Room-in-a-box, Jun 2019
I’ve been saying for a while that the convention of a 60 minute time limit is an unnecessary constriction on play-at-home games, and that games would do better to aim for a longer play time and a more substantial experience. Escape Tales appear to have reached the same conclusion, and their debut game The Awakening is listed as 180-360 minutes duration (!). Up to six hours on the trot is on the long side even for me, but fortunately they’ve built in a mechanism for ‘saving’ your game state so that you can stop and continue it on a different evening. That said, I’d expect most groups to take closer to 3 hours than 6 to complete it.
On opening the box you’ll find it looks more like a board game than an escape game, with a small board and some wooden tokens as well as a great many cards, plus a book of rules and a book of story text. There’s also an ‘app’ with which to check answers (which is actually a webpage, sparing you the need to install anything).
You have a deck of Location cards, which illustrate where you are, of which you normally have two face-up at any time. You have a large deck of Game cards, which may be puzzles or items in much the same way as in other card-based games such as Exit or Unlock. And you have some Doom cards, which are revealed as you use up resource tokens – they restore your supply of tokens, but also tend to inflict a penalty on you.
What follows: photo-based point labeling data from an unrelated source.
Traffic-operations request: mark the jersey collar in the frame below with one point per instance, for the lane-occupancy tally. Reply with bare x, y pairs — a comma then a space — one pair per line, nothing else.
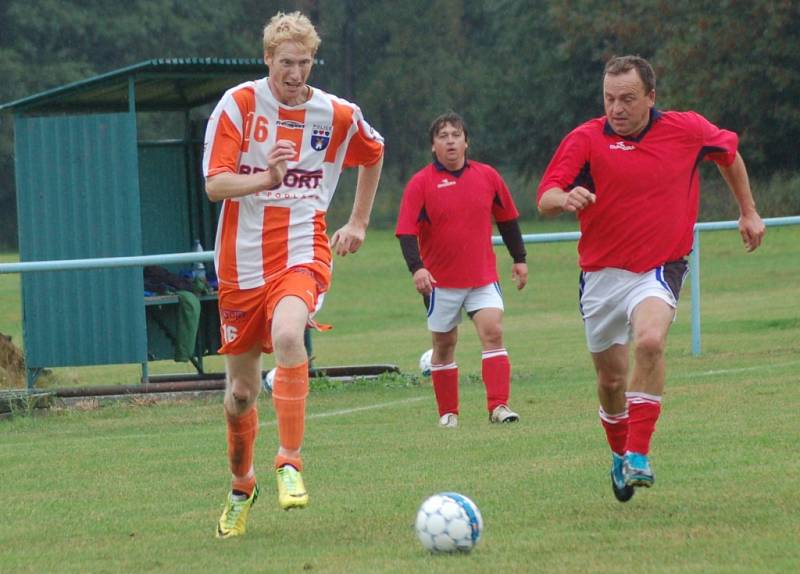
655, 115
440, 167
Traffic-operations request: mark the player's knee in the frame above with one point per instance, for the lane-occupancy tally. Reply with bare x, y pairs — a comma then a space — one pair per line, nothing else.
286, 341
650, 342
492, 336
611, 384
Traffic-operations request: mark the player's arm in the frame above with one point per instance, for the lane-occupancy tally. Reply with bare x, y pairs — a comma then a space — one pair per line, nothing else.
512, 238
555, 200
348, 238
227, 185
423, 280
751, 227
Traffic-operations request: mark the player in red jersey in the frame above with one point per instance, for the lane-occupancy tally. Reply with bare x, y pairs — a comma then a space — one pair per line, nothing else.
445, 232
632, 179
274, 151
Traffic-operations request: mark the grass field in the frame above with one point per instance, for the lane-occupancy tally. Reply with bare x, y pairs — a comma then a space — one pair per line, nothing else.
139, 486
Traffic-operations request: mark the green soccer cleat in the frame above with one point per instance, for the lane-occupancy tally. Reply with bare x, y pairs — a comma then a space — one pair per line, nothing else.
233, 521
503, 414
622, 491
637, 471
291, 490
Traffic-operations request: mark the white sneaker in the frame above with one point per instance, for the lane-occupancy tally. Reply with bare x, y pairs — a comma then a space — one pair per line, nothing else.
503, 414
448, 421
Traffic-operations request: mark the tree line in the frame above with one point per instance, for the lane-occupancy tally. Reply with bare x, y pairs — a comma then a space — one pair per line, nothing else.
522, 73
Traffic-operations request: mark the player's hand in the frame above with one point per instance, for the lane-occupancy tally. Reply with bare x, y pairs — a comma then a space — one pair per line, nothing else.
519, 274
348, 239
752, 230
281, 152
578, 198
424, 281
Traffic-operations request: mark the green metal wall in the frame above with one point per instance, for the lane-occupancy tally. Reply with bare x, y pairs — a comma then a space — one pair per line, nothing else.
78, 197
166, 225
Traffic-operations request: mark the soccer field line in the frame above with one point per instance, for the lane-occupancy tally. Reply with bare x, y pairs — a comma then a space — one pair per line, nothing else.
352, 410
716, 372
217, 428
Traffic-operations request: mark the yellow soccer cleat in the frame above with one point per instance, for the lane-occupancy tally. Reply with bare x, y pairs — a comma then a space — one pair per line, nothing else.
233, 521
291, 490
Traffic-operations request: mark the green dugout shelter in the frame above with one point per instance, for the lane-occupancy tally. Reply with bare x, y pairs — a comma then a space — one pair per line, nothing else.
90, 185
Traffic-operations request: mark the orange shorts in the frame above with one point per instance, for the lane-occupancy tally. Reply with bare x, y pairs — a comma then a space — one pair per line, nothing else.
246, 314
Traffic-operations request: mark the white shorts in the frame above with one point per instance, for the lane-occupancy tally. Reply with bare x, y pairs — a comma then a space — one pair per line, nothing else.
444, 307
609, 296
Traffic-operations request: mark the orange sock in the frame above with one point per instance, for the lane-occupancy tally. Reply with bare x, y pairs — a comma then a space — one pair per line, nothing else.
242, 433
289, 392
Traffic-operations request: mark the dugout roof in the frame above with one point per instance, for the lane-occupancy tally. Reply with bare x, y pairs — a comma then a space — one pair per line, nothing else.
164, 84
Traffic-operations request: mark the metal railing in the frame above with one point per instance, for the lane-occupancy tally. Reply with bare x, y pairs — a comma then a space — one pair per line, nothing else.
694, 259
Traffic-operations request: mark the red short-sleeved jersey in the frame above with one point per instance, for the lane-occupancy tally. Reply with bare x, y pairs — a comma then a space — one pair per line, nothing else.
647, 187
451, 213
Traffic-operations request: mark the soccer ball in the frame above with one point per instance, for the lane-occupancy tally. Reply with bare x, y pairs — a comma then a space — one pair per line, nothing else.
425, 363
449, 522
266, 382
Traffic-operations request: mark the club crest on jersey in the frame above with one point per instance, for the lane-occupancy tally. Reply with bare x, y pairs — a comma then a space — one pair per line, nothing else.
320, 137
621, 146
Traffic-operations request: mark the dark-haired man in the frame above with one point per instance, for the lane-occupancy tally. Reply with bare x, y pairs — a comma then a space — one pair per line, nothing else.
632, 179
445, 232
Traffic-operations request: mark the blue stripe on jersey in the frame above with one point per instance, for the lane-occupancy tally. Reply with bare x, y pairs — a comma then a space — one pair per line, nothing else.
660, 279
474, 523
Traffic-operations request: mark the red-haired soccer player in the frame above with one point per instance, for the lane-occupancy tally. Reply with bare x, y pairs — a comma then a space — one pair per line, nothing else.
445, 232
632, 178
275, 148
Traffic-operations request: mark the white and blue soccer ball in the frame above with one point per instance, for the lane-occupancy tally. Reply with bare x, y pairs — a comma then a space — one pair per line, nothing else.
425, 363
268, 379
449, 522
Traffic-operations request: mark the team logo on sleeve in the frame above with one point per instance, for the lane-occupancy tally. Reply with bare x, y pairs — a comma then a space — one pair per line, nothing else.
320, 137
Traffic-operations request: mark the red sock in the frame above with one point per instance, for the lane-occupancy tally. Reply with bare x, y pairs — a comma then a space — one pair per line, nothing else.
289, 392
242, 433
643, 412
445, 387
496, 371
616, 427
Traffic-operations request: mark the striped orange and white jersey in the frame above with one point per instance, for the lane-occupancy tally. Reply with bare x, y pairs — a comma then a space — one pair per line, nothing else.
262, 234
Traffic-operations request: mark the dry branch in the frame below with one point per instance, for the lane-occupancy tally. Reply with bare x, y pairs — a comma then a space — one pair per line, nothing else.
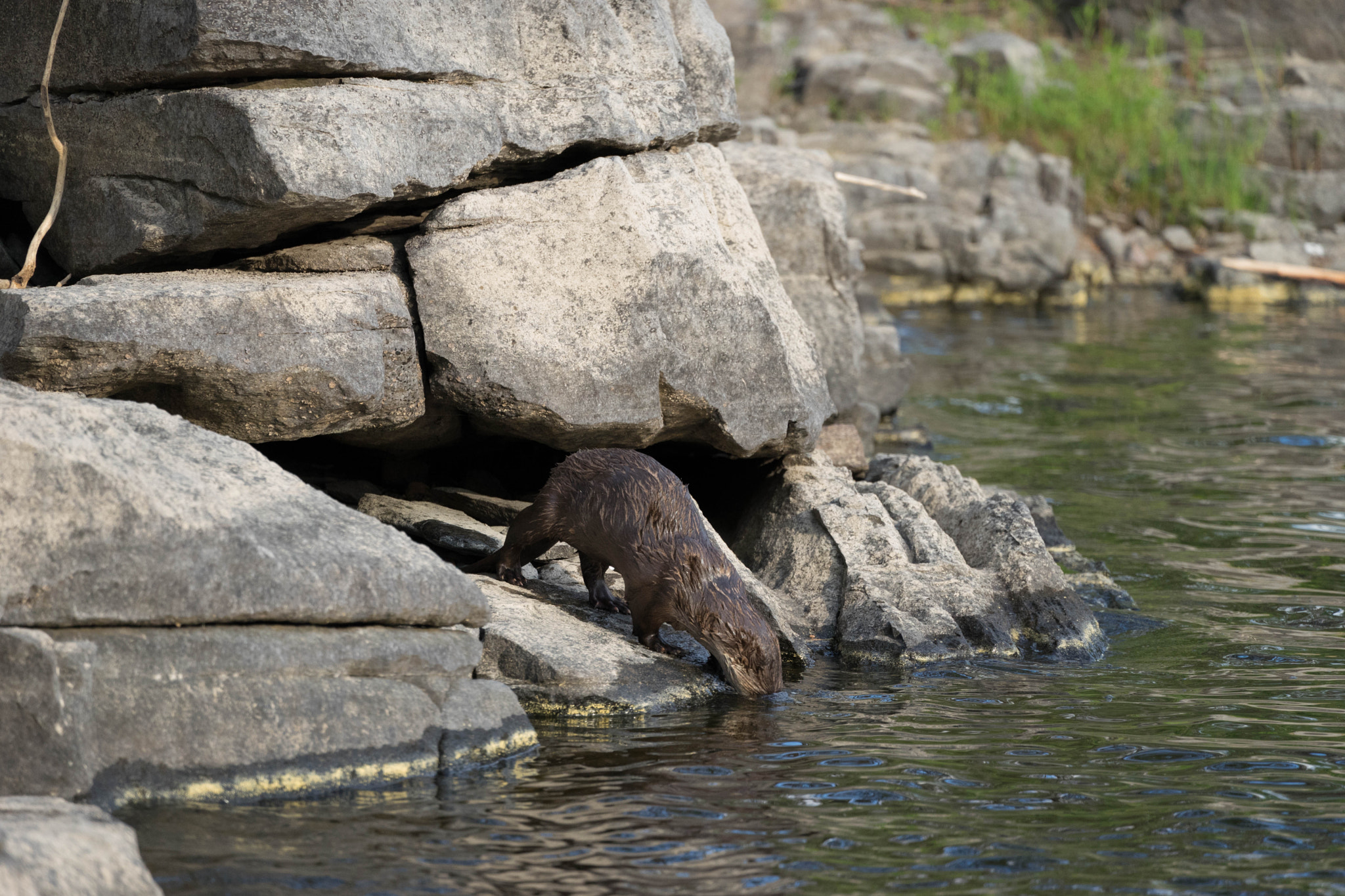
877, 184
30, 265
Each large Location card is effectively a 2×3 grid, and you can spend a resource token to investigate a specific one of those six squares. Doing so gives you a paragraph number to look up in the story book, which in turn may tell you to take or discard Game cards, as well as advancing the story. Sometimes it’ll also tell you to gain or lose tokens, or give you the option of moving to a new location. All clear? Probably not, but it’s actually not too confusing when you try it, though we had to be careful about the difference between ‘take card 027’ and ‘read paragraph 027’.
The important things here, though, are: it’s more ‘rules-heavy’ than most home escape games; it’s very narrative driven, with everything you do resulting in another snippet of story text; and you’re constantly draining your limited supply of tokens, constantly making hard choices about whether to look more closely at one corner of a room or another. This might all sound more like a board game or a Choose Your Own Adventure story than a puzzle game, and there’s some truth in that, but the core of the game is driven by solving puzzles, perhaps even moreso than in, say, the Unlock! series. What’s different and disconcerting is that there’s a cost involved in searching for clues, and at each step you’re trying to decide where you should spend your precious tokens to find more pieces of a puzzle.
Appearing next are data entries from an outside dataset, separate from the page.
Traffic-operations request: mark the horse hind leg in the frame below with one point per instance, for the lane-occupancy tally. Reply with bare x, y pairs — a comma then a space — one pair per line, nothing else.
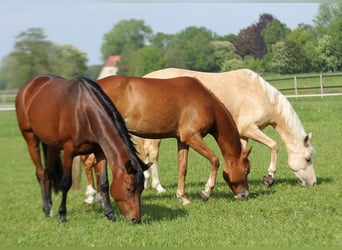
152, 147
183, 151
41, 175
197, 143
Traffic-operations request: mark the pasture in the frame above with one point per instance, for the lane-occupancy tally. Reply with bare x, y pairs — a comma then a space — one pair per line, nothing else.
285, 215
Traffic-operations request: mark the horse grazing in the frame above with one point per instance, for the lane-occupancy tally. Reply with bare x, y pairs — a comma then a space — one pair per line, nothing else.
254, 105
154, 108
77, 117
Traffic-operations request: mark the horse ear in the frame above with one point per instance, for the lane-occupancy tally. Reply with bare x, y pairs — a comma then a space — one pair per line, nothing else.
147, 166
130, 167
307, 138
248, 152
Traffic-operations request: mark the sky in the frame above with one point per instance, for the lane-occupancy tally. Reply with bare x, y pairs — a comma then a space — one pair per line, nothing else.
84, 23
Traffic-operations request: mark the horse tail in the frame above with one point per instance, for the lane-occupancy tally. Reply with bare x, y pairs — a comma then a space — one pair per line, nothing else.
76, 173
57, 171
140, 147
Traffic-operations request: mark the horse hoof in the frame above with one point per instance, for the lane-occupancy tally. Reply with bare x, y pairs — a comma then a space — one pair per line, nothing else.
62, 219
268, 180
111, 217
204, 195
185, 201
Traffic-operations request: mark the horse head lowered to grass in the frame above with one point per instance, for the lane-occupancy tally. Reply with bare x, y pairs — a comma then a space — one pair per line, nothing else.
77, 117
184, 109
254, 105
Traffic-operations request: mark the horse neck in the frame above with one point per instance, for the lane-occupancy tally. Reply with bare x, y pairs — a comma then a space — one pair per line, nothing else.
227, 135
288, 125
111, 143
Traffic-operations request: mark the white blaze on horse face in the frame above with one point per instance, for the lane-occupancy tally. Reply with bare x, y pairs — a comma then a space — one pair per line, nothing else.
301, 162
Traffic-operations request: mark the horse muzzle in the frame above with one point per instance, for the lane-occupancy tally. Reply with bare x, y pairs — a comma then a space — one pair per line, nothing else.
243, 195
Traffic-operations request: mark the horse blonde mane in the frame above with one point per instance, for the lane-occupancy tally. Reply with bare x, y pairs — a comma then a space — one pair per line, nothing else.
284, 107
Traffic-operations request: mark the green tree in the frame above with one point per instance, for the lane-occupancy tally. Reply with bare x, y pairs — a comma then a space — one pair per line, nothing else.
147, 59
288, 57
225, 56
29, 58
126, 36
274, 32
335, 32
326, 59
192, 49
69, 61
328, 12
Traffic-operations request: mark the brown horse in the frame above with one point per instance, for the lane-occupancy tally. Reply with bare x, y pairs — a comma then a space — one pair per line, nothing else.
77, 117
182, 108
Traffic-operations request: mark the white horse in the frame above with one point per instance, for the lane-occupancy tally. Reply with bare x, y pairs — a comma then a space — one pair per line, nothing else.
240, 90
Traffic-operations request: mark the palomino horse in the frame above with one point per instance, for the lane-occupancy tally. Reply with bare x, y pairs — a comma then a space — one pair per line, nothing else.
154, 108
254, 105
77, 117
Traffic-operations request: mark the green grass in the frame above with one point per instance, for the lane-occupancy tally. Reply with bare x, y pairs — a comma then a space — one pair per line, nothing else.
286, 215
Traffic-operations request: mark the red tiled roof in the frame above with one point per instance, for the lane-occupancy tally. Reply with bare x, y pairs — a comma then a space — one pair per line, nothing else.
112, 61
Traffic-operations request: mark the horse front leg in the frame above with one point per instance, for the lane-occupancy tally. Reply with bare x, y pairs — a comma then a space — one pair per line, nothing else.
101, 169
197, 143
88, 162
183, 151
42, 178
66, 183
152, 147
257, 135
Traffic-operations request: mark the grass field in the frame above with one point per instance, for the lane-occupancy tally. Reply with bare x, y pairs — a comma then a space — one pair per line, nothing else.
285, 215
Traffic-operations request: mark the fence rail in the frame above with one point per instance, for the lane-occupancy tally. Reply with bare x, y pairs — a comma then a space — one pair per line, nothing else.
309, 86
322, 85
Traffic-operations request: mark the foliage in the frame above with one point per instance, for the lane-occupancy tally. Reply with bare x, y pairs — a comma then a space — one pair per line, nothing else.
250, 41
34, 55
125, 36
274, 32
307, 48
286, 215
147, 59
288, 57
192, 49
With a great many cards flying around, it helps a lot that each puzzle card is marked with a symbol that shows which puzzle it’s related to. Often the critical thing is knowing whether any other cards are required, and if you wish you can check that on the webpage for the puzzle, without penalty; and you can also see the length of answer expected. These are very welcome aides that keep the game from being overwhelming.
There were a couple of puzzles I thought were a bit of a stretch, and there might be one or two more maths puzzles than most players would prefer. Even so, puzzle quality compares favourably to other home games; and the quantity is remarkable. Your attention will however be divided between puzzle solving and the challenge of not running out of tokens, and on the unfolding story. In the 70+ home games I’ve played, The Awakening is the most narratively intense, with a story that doesn’t simply frame the puzzles but provides a complex, branching narrative with many different endings and a variety of ways to get to them.
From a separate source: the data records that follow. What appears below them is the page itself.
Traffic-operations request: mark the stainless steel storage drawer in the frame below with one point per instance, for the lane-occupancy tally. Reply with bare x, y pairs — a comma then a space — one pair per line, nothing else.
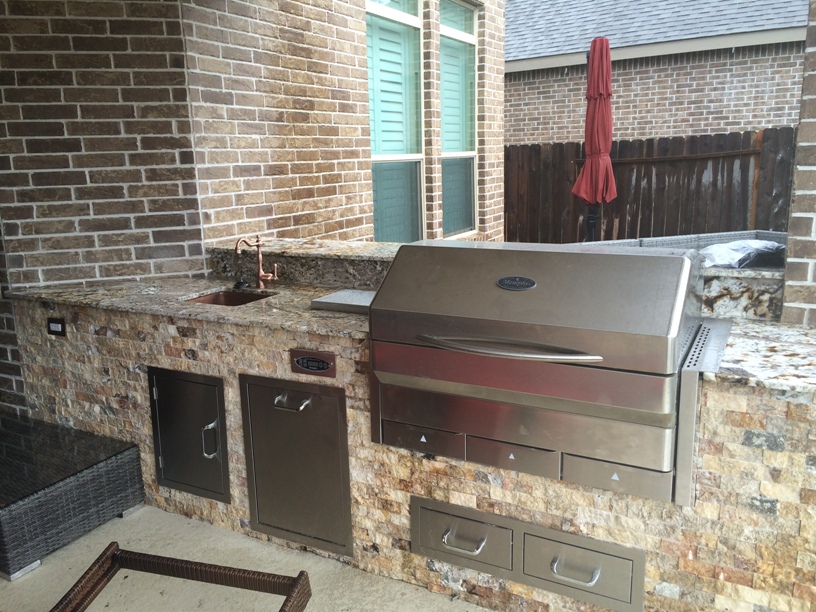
424, 439
461, 537
580, 568
514, 457
602, 573
616, 477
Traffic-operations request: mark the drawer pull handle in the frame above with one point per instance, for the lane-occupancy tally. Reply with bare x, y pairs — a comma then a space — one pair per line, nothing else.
280, 402
204, 452
596, 573
464, 551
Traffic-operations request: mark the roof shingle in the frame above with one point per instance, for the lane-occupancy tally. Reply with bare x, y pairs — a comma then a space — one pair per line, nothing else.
542, 28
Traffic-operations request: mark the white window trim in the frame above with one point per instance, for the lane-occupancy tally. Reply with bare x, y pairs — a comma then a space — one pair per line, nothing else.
394, 15
450, 32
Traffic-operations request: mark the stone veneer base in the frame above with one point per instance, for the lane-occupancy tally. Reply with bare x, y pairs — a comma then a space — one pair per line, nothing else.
748, 542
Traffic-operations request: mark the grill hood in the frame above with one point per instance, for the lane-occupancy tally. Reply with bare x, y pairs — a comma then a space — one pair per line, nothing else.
613, 308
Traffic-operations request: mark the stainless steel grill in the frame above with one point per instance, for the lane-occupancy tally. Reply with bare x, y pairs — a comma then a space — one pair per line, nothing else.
564, 362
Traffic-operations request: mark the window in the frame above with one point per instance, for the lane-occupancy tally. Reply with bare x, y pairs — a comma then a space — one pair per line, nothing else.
394, 82
394, 38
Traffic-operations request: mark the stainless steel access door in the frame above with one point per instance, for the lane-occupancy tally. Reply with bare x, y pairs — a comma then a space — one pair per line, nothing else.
297, 461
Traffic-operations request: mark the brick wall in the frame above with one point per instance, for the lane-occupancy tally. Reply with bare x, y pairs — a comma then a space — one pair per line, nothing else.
490, 117
96, 166
279, 95
696, 93
799, 301
100, 180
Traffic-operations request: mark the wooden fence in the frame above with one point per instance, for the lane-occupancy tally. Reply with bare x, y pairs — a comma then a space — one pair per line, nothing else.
666, 187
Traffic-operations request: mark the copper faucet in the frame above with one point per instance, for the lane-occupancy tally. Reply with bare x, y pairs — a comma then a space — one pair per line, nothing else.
262, 276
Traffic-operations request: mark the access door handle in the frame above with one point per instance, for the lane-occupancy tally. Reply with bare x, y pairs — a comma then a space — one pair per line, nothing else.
596, 573
479, 545
204, 452
281, 402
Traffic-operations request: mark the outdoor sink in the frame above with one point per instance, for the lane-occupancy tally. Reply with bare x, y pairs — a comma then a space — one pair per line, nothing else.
229, 298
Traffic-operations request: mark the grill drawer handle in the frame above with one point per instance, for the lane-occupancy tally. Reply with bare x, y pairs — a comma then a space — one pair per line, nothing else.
280, 403
204, 452
501, 348
479, 545
596, 573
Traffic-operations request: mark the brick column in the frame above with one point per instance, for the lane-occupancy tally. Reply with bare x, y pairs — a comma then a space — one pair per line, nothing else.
799, 306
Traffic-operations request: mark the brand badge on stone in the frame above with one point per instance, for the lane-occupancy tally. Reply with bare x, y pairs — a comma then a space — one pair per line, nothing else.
516, 283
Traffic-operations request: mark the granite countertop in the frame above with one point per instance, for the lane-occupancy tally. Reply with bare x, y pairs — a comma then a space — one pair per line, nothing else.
759, 353
287, 307
772, 355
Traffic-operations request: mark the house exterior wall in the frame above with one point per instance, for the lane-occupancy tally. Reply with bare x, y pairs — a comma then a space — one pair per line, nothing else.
696, 93
279, 100
799, 301
99, 180
134, 133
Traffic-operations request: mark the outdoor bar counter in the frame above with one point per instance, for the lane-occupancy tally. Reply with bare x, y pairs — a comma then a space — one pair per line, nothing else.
747, 542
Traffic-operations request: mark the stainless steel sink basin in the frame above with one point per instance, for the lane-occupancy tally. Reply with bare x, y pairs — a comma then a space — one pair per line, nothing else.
229, 298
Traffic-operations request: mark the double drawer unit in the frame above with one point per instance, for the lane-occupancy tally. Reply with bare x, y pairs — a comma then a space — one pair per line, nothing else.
596, 572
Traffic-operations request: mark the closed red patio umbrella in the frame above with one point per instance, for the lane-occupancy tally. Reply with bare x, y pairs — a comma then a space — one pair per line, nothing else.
596, 183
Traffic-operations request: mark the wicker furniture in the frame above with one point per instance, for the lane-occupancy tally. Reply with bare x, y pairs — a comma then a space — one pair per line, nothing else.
296, 589
57, 484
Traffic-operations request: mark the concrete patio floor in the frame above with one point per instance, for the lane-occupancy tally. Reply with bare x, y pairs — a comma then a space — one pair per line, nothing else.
336, 587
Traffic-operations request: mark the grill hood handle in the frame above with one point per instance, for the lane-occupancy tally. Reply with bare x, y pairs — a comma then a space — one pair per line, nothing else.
510, 349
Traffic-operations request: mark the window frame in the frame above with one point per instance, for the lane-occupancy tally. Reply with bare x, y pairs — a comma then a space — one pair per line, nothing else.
414, 21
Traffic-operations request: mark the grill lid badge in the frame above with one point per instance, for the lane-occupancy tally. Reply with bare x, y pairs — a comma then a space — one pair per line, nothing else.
516, 283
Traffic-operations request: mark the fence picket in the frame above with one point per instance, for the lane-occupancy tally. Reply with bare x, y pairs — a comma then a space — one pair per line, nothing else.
666, 187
This is not a game for those who hate uncertainty. Throughout the game you have to choose which spaces to explore, and it’s largely pot luck whether you pick the right squares or not. There are few clues given for whether you should rush on to the next location as soon as you get a chance or hang around to solve as much as you can first. And even more crucially, at a number of key points you’re asked to make decisions with incomplete, insufficient information, and only later discover that those decisions have had far-reaching effects on the outcome of your game.
As a result of your choices, you’ll see some parts of the game and not others. The box states that the game can be played more than once; with refreshing honesty, the website FAQs state that they anticipate you’ll be able to play it exactly twice, with the second play-through taking substantially less time than the first. That was exactly our experience. We played it fully through the first time, then had a second game to see the paths we’d missed. (Then I combed through all the cards and story text to find any small pieces we still hadn’t seen, and compare all the endings.) The second game had plenty of repeated content, but was still worthwhile; a third iteration would have had too little new content to justify playing it.
Be warned that The Awakening is not a cheerful game. The premise is that you’re undertaking a sinister ritual in the hope of magically bringing your daughter out of a coma. It’s a dark story with plenty of emotionally disturbing themes. More importantly, there’s an excellent chance that, after investing several hours playing through it, you’ll end up with an unhappy ending through no real fault of your own.
The Awakening sits somewhere between Exit, T.I.M.E. Stories and Choose Your Own Adventure, taking the best elements from each and fusing them into a coherent game. For sheer quantity of content it’s comparable to about three ‘normal’ boxed escape games, while keeping a mostly very good standard of puzzle; and then it uses story to build that into a much more complex, involving experience. Not everyone will enjoy its emotional tone, or the pressure of the limited supply of tokens. But if The Awakening suits your tastes, then it’s among the very best play-at-home escape games on the market.